Programmable Arduino signal generator
Useful for arbitrary low-frequency signals -- anything up to a few kHz. (I'm also working on a Linux/VGA-based signal generator for higher frequencies, so stay tuned.) Built for the Arduino MEGA 2560 R3 with an LCD/keypad shield and a dual 12-bit R-2R DAC described here. The board has six voltage divider pots to provide quick adjustment and twelve trimmers to calibrate the six most-significant bits within each channel.
2-channel output with prototype wavetable generator:
This signal generator prefers variance to bias; that is, over the long run you'll get almost exactly the signal you ask for. In particular, several aspects of signals will be long-run correct:
- Signal level/voltage will converge to 0.04%
- Frequency will converge to ±10ppm
- Cross-channel error covariance is very close to 100%
- Cross-channel timing delta is <<60ns, probably unmeasurably small (it's the maximum pin/pin timing difference within a single-instruction 8-bit Arduino port write, plus whatever electrical delays exist in the DAC)
As a result of (3) and (4), two opposite waveforms should almost exactly cancel.

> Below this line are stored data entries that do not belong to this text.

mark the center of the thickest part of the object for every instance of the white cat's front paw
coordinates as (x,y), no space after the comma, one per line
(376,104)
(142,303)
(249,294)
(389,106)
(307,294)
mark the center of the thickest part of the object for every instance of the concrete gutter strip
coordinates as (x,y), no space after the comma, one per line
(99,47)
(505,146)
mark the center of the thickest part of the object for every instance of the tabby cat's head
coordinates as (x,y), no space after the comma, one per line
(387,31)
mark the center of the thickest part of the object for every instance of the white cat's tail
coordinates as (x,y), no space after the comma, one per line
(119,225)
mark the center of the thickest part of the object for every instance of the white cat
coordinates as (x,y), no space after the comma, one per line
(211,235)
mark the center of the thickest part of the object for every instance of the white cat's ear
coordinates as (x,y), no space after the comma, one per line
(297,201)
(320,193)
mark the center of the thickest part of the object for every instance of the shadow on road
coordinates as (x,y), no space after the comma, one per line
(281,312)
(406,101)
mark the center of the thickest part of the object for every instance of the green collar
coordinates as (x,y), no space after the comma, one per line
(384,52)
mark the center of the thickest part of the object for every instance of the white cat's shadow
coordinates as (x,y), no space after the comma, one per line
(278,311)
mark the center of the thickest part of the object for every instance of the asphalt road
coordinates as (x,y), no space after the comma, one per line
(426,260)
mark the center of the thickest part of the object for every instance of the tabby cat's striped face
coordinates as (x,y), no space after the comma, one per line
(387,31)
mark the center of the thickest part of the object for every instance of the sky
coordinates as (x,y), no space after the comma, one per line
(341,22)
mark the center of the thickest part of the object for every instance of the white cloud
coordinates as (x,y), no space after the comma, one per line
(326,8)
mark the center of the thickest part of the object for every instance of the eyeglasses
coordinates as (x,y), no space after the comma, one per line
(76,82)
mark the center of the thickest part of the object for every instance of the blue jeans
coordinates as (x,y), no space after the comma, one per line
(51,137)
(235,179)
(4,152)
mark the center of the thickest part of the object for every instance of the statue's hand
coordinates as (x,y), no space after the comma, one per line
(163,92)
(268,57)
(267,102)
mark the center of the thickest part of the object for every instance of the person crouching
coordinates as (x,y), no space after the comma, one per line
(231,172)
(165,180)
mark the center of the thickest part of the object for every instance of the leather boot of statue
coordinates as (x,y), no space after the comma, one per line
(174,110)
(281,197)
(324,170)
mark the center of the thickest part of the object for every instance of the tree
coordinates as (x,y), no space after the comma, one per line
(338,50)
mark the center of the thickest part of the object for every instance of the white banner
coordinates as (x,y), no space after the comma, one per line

Signal generation strategy
We can't use a lookup table because the Arduino has very little memory; at a 2MHz downscaled clock rate and 24 bits per sample, 8kB provides a maximum window of just over 1ms. Extending this window involves using an event bytecode with the following properties:
- Commands are maintained in a time-sorted priority queue
- Two commands exist, level-set and slope-set
- Realtime pauses are inversely proportional to slope of signal being emitted
The bit-mixing stage alone looks like this:
uint16_t sig1, sig2; uint8_t a = (sig1 & 0x0f00) >> 4 | (sig2 & 0x0f00) >> 8; uint8_t c = (sig1 & 0x00f0) >> 0 | (sig2 & 0x00f0) >> 4; uint8_t l = (sig1 & 0x000f) << 4 | (sig2 & 0x000f) << 0; PORTA = a; PORTC = c; PORTL = l;
An optimal compilation here uses 15 single-clock AVR instructions, for a ~1MS/s clock rate maximum:
6x byte AND 3x byte left/right shifts 3x byte OR 3x byte move to port registers
We're actually at liberty to drop some of the register writes for high-speed signals, reducing the overhead to 5 instructions, or a ~3MS/s clock rate. In practice it will be slower because the signal needs to be retrieved at a cost of at least two more instructions (regardless of the number of ports used to emit it).